Ce conseil définit aussi le terme « besoin » comme « l’apport continuel le plus bas d’un nutriment qui, selon un indicateur de consommation suffisante, permettra de maintenir un degré défini d’équilibre sur le plan nutritionnel ».

Simplement dit, l’AJR équivaut au minimum requis pour prévenir les carences sans toutefois répondre aux besoins des cellules et sans tenir compte de la réalité des temps modernes.

Sols déminéralisés, engrais chimiques et nutrition
Les aliments de consommation ont perdu énormément de leur teneur en nutriments. Le chou, les tomates et les épinards, par exemple, ont perdu près de 80 % de leur teneur en calcium, en fer et en magnésium.

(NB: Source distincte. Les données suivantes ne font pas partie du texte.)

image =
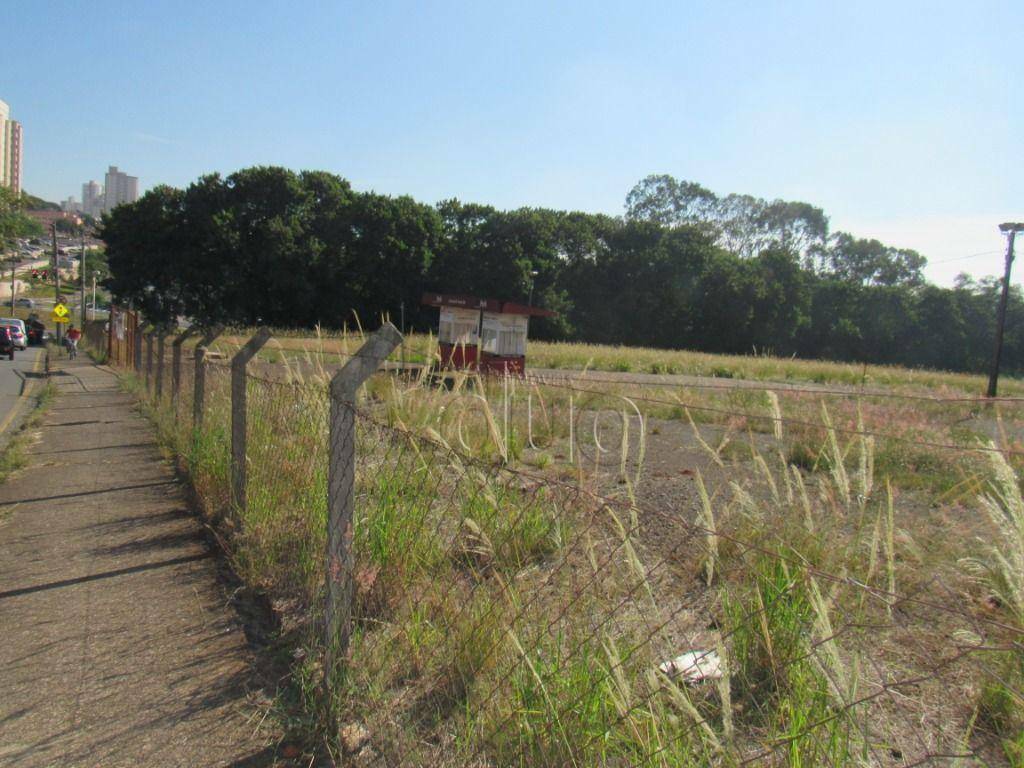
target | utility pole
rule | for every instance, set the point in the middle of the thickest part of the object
(56, 275)
(1010, 229)
(81, 268)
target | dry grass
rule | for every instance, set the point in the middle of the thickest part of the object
(514, 609)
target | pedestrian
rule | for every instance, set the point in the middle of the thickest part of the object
(73, 336)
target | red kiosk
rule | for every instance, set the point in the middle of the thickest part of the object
(485, 334)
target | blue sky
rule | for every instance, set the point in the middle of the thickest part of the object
(902, 120)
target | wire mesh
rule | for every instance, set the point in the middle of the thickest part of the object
(586, 612)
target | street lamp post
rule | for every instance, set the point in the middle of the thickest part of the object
(81, 269)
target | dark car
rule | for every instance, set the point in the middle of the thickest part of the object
(6, 342)
(37, 331)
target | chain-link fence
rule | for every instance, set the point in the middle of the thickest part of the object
(467, 609)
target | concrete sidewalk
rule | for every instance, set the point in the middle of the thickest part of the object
(118, 645)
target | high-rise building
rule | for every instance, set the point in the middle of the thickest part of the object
(92, 199)
(10, 151)
(13, 139)
(119, 187)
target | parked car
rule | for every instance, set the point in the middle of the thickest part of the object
(6, 342)
(19, 334)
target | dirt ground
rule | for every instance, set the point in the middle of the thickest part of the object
(121, 646)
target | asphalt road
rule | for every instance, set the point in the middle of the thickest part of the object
(17, 378)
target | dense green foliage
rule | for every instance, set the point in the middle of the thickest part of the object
(684, 268)
(32, 203)
(13, 222)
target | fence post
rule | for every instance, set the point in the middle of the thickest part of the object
(148, 361)
(176, 365)
(161, 343)
(341, 491)
(137, 344)
(199, 381)
(239, 363)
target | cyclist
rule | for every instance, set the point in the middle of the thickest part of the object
(73, 336)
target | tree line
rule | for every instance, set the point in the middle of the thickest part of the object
(683, 268)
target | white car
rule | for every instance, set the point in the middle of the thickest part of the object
(20, 340)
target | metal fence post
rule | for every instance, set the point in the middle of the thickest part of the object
(137, 344)
(341, 491)
(176, 365)
(199, 380)
(239, 363)
(148, 361)
(161, 342)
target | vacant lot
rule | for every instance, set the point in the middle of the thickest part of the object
(846, 554)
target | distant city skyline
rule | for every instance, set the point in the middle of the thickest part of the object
(895, 119)
(11, 150)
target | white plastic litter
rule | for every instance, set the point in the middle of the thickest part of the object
(694, 666)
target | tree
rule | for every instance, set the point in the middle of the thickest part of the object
(741, 223)
(870, 262)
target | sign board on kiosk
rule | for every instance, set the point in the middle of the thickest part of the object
(487, 335)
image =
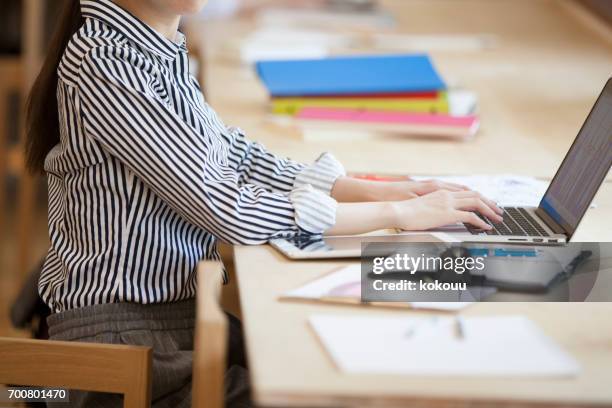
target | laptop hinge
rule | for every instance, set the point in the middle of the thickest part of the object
(549, 221)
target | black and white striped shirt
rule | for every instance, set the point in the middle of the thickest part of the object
(147, 178)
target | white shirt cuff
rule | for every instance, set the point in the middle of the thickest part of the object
(321, 175)
(315, 212)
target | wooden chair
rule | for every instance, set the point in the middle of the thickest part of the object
(114, 369)
(210, 346)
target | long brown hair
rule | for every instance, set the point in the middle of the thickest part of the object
(42, 121)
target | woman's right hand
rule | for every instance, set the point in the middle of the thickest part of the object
(443, 207)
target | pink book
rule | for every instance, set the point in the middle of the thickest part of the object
(417, 124)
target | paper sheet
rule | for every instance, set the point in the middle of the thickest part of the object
(505, 346)
(345, 283)
(507, 190)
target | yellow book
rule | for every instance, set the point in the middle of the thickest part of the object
(292, 106)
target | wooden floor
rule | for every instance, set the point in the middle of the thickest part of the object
(10, 279)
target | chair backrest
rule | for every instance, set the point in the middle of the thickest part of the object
(108, 368)
(210, 344)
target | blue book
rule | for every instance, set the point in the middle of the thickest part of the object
(350, 75)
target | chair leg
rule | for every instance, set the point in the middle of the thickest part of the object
(3, 158)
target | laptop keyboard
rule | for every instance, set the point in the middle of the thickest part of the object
(517, 221)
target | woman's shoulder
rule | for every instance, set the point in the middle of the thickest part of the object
(94, 40)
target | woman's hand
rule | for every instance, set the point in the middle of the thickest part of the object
(444, 207)
(406, 190)
(432, 210)
(352, 190)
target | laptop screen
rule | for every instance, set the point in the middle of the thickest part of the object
(584, 168)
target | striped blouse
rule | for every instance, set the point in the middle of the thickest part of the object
(146, 177)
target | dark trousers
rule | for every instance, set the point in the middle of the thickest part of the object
(169, 330)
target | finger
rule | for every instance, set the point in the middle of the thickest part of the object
(471, 218)
(476, 204)
(476, 194)
(455, 187)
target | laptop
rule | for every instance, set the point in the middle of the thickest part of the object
(553, 222)
(570, 193)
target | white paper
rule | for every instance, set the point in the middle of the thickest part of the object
(506, 190)
(508, 346)
(346, 283)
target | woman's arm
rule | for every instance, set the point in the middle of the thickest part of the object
(429, 211)
(125, 117)
(254, 164)
(352, 190)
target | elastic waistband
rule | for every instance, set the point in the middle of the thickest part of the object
(91, 320)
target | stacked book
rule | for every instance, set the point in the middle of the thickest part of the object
(395, 93)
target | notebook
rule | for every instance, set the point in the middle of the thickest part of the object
(343, 286)
(401, 123)
(350, 75)
(292, 106)
(500, 346)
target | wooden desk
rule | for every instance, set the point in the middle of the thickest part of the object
(290, 367)
(536, 88)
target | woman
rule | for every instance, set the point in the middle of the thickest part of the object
(144, 178)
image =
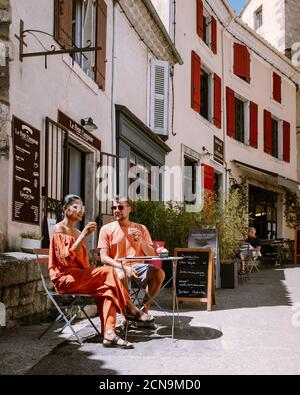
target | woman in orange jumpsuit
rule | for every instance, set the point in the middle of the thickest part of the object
(71, 272)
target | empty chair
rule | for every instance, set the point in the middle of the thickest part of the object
(63, 303)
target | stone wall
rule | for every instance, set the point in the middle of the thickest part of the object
(21, 288)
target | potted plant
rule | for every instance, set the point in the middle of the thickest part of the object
(30, 241)
(232, 228)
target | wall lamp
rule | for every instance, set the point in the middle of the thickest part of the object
(89, 124)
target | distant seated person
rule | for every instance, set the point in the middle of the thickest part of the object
(251, 247)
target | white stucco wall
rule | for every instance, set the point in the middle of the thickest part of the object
(194, 132)
(273, 28)
(36, 92)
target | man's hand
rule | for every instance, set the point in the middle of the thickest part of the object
(130, 272)
(137, 235)
(89, 229)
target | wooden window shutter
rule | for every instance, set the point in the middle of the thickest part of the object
(214, 46)
(230, 104)
(241, 66)
(277, 87)
(253, 125)
(209, 178)
(159, 111)
(217, 101)
(196, 81)
(63, 14)
(101, 41)
(200, 27)
(267, 132)
(286, 141)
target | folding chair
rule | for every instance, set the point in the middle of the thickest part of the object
(252, 262)
(63, 302)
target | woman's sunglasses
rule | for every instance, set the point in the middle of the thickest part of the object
(78, 208)
(119, 207)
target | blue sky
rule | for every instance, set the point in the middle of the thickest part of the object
(237, 5)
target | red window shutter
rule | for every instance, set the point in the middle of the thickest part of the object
(63, 13)
(214, 46)
(101, 41)
(267, 132)
(253, 125)
(200, 27)
(217, 101)
(286, 141)
(277, 87)
(230, 104)
(241, 66)
(196, 81)
(209, 178)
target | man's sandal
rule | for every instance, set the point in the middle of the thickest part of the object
(138, 317)
(115, 342)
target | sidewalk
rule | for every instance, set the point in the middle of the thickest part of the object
(252, 330)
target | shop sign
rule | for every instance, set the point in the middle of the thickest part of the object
(78, 130)
(26, 172)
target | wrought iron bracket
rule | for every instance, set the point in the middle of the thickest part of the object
(52, 51)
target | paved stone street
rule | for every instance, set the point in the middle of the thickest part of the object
(250, 331)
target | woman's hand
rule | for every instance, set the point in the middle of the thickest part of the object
(89, 229)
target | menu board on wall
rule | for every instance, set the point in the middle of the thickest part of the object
(26, 173)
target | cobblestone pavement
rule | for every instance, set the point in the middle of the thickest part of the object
(253, 329)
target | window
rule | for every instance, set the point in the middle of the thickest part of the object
(204, 98)
(206, 27)
(159, 110)
(206, 30)
(80, 22)
(84, 30)
(190, 185)
(275, 131)
(239, 120)
(241, 65)
(258, 18)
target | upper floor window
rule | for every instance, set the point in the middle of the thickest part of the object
(159, 92)
(241, 62)
(190, 180)
(83, 31)
(206, 92)
(206, 26)
(258, 18)
(277, 87)
(242, 119)
(78, 23)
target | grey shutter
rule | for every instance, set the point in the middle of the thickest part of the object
(159, 114)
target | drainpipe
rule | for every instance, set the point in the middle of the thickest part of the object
(113, 90)
(225, 108)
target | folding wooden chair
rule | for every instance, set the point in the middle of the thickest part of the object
(63, 303)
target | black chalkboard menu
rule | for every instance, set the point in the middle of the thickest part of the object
(26, 173)
(194, 275)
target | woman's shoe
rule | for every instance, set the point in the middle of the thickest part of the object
(138, 317)
(116, 341)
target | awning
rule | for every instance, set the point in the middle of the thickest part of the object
(275, 178)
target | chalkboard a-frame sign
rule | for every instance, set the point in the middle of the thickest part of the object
(195, 276)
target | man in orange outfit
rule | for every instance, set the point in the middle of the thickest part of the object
(123, 238)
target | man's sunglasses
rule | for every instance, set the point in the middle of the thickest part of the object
(119, 207)
(78, 208)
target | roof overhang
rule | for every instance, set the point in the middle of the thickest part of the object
(145, 20)
(268, 176)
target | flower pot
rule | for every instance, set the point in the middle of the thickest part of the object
(229, 275)
(28, 245)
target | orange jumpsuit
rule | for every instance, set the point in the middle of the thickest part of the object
(71, 272)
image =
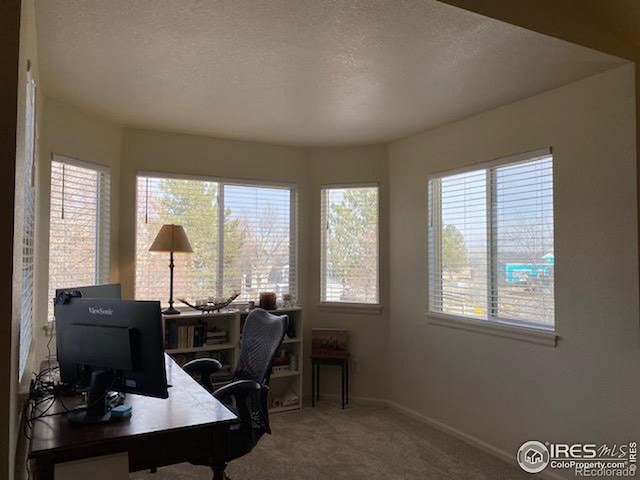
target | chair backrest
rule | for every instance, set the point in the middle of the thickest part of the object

Les carences en vitamines (la vitamine D en particulier) et en minéraux (fer, zinc, magnésium) sont fréquentes chez les personnes avec un défi d’attention.

Leur grande sensibilité aux produits chimiques et artificiels (additifs, colorants alimentaires, édulcorants artificiels, nettoyants, etc.) est l’un des facteurs qui aggravent certains symptômes. Une déficience en nutriments exacerbe davantage le problème.

Diminuer l’impulsivité, l’inattention et l’hyperactivité
En apportant ces quelques changements, ma clarté d’esprit s’est grandement améliorée. Vous avez donc tout à gagner à les essayer.

  1.  Ajoutez un complément alimentaire, des acides gras essentiels et des probiotiques en vous assurant de choisir des produits de qualité pharmaceutique.
  2.  Éliminez autant que possible, sinon complètement, les aliments transformés.
  3. Favorisez une alimentation contenant le moins de sucre possible. L’Organisation mondiale de la Santé recommande un maximum de 25 grammes de sucre par jour.
  4.  Soutenez le système digestif adéquatement en complétant vos repas avec un supplément de fibres de qualité supérieure.

La patience est de mise. Allez-y graduellement et donnez-vous du temps pour constater les bienfaits.